Why is this an issue?
Civil celebrants in Australian society are part of the social glue enabling people of different faiths and no specific ones to celebrate life’s important events together and to honour lives lost due to old age, illness or accidents.
Skilled professional civil celebrants are needed to guide, inform and support families through these important life transitions.
The vision of Attorney-General Darryl Williams of a self-governing profession as expressed in the Explanatory Memorandum 2002 (10) is yet to be realised. Assuming marriage celebrants are simply part of the wedding industry is to devalue their role and impede the contribution they can make to a more respectful and harmonious society.

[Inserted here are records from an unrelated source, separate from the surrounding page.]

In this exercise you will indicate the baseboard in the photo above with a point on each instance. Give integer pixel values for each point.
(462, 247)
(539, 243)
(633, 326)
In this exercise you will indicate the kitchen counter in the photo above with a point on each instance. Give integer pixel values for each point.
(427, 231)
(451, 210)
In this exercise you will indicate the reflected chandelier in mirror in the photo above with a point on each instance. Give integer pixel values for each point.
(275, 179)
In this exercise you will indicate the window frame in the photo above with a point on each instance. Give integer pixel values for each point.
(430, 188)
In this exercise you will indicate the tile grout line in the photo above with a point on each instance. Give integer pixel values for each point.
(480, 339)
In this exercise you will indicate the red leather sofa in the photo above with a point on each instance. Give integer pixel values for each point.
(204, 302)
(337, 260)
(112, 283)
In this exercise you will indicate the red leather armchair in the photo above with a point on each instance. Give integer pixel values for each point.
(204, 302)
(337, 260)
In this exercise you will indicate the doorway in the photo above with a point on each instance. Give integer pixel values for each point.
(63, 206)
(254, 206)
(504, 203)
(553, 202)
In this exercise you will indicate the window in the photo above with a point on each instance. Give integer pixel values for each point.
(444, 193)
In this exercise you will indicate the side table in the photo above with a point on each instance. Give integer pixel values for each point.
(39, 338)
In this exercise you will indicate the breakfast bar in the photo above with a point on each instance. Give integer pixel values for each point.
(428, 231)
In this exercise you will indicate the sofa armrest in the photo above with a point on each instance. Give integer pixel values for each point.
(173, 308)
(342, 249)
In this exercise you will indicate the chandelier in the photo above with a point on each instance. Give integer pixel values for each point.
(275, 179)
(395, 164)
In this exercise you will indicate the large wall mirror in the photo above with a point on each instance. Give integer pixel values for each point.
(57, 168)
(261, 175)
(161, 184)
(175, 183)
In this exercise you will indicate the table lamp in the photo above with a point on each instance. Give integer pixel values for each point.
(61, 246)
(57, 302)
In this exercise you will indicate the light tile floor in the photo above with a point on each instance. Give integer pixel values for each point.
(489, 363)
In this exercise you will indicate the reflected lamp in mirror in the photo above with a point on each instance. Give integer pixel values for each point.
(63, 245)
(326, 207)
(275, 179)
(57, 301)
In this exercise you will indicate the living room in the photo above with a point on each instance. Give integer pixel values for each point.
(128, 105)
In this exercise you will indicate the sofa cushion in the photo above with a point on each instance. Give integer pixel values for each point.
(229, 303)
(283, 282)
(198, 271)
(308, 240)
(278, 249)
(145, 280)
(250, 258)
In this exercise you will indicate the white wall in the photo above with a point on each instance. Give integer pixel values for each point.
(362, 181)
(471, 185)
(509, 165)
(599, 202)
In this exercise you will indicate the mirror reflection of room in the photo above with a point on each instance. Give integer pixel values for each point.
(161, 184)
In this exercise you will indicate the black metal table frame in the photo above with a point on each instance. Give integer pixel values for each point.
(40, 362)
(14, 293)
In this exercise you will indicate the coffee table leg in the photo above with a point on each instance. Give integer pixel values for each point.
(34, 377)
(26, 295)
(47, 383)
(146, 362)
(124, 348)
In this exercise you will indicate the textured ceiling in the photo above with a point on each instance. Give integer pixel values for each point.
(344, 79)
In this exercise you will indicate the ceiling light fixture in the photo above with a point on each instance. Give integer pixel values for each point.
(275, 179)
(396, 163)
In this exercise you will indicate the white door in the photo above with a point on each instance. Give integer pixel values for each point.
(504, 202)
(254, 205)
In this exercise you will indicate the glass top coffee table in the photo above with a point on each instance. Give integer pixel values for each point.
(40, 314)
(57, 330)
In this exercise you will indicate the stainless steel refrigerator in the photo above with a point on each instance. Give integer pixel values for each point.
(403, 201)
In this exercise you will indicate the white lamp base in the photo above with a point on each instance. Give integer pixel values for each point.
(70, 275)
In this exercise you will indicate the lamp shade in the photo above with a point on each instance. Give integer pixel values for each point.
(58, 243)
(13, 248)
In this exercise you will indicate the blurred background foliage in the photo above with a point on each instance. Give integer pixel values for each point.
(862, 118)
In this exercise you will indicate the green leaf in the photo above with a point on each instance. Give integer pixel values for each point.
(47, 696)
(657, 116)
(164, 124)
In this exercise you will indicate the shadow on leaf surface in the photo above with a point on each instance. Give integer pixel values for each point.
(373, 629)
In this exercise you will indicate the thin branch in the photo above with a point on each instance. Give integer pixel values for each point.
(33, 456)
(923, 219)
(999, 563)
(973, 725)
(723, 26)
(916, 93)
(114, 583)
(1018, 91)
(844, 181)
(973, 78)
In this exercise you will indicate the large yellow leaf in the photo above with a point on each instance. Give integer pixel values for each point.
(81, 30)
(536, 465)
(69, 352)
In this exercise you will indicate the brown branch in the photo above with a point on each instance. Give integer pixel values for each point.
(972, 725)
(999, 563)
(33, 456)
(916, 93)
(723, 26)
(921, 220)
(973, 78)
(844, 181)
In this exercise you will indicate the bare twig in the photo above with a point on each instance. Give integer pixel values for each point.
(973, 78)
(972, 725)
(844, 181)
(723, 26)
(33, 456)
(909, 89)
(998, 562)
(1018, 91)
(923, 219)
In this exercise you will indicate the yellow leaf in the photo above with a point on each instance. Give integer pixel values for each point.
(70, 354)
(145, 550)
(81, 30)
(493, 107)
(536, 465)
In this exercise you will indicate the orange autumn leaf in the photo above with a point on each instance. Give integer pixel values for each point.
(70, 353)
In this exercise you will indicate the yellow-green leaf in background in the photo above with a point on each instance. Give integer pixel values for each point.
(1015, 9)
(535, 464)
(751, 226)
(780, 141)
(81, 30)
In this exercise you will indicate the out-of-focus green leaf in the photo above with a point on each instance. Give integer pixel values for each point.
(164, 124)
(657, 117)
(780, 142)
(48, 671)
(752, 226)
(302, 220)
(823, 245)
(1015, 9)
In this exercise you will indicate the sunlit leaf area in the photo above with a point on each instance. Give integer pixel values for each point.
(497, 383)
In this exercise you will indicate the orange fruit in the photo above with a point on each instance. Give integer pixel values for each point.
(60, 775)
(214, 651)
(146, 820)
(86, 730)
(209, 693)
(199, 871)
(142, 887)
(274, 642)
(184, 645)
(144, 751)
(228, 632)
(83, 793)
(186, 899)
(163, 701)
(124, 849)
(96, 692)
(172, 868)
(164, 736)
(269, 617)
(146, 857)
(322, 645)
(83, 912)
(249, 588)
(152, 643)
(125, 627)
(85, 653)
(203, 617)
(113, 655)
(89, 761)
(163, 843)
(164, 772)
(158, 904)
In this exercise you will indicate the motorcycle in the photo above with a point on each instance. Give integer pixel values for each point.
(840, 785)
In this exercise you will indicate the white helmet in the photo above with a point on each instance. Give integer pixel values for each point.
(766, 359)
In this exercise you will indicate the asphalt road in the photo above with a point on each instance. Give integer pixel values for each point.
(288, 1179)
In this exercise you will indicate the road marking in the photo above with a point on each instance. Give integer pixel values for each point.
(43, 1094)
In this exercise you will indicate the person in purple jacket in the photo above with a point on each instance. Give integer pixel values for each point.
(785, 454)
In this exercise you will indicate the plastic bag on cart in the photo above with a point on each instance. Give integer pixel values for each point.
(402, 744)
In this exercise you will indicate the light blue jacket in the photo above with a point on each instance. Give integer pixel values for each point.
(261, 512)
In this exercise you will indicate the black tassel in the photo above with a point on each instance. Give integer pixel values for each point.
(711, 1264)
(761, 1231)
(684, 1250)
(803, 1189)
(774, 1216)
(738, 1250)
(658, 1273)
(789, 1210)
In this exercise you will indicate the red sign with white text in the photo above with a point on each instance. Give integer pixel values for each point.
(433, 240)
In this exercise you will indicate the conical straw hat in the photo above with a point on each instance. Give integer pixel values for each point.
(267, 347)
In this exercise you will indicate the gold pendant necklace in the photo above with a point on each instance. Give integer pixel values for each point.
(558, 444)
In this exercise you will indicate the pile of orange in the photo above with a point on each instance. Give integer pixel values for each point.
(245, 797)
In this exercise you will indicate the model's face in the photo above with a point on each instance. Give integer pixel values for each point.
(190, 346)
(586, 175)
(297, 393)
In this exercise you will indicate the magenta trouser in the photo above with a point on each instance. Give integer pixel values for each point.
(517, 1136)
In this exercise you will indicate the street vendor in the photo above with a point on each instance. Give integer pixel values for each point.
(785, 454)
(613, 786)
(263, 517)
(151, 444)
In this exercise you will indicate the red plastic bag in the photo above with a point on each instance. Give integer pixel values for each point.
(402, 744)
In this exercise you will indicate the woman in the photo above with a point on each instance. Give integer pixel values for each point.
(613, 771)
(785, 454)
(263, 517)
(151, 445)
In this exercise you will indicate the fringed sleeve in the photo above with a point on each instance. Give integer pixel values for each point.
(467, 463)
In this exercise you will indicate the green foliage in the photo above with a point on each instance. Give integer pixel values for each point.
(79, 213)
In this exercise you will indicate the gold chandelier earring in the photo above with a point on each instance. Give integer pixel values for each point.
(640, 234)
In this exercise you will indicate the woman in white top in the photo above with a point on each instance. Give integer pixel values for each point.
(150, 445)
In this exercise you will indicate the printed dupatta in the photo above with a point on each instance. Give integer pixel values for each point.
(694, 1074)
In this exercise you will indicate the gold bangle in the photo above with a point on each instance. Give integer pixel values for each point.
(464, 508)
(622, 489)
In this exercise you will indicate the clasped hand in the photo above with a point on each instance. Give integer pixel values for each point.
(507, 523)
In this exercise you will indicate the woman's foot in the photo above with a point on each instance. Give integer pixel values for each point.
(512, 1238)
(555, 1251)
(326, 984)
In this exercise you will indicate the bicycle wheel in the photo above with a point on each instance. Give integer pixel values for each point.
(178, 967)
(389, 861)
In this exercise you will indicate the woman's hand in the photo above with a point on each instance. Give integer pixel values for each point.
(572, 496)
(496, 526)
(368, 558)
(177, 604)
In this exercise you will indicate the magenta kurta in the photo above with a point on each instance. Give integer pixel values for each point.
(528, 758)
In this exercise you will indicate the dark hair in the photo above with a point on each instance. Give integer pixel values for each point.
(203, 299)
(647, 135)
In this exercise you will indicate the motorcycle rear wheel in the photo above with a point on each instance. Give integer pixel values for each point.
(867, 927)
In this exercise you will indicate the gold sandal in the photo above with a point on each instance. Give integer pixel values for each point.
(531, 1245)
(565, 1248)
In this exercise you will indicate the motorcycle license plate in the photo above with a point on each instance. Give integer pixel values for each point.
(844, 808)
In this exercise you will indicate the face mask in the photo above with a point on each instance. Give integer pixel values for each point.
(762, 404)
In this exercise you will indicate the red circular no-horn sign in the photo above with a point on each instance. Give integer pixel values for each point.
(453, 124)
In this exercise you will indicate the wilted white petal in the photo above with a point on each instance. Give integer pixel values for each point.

- Given the importance of marriage to the structure of Australian society, it is important that independent civil celebrants have high entry qualifications in knowledge and skills, up-to-date professional development to address the changing needs of Australian families and the support of professional celebrant associations to ensure the highest standards of ethics and professional practice.
- 75% of marrying couples choose to have non-religious ceremonies, even though Australia is a modern multicultural society with people of many faiths
- Couples choosing independent civil celebrants (Subdivision C) deserve to have competent skilled professional civil celebrants to design and deliver their unique personalised marriage ceremonies based upon their needs and values as a couple as well as their circle of family and friends.
- Prior to 1970, with only religious or registry office weddings as alternatives, many Australian families suffered the indignity of marriages held “behind the altar”, with only one parties’ family present when inter-denominational or inter-faith marriages occurred, or no family presence if a Registry office marriage.
Often these wedding ceremonies, resulted in fractured relationships within families and between families.
- The advent of the Australian Civil Marriage Program has contributed, along with other social advances, to a reduction in these family tensions.
- Current suggestions being explored by the Marriage Law and Celebrant Section to remove Conflict of Interest and Benefit to Business provisions of the Act do not align with the professional model of civil celebrancy as a role of “office or public trust under the Commonwealth”, as enacted in the 2002 Marriage Amendment Bill.
- These Conflict of Interest and Benefit to Business provisions were enacted in the 2002 Marriage Amendment Bill to ensure Subdivision C authorised celebrants maintained the high professional standards required of Subdivision A Celebrants and expected of Subdivision B State and Territory Officers who are public servants (See Attachment 2).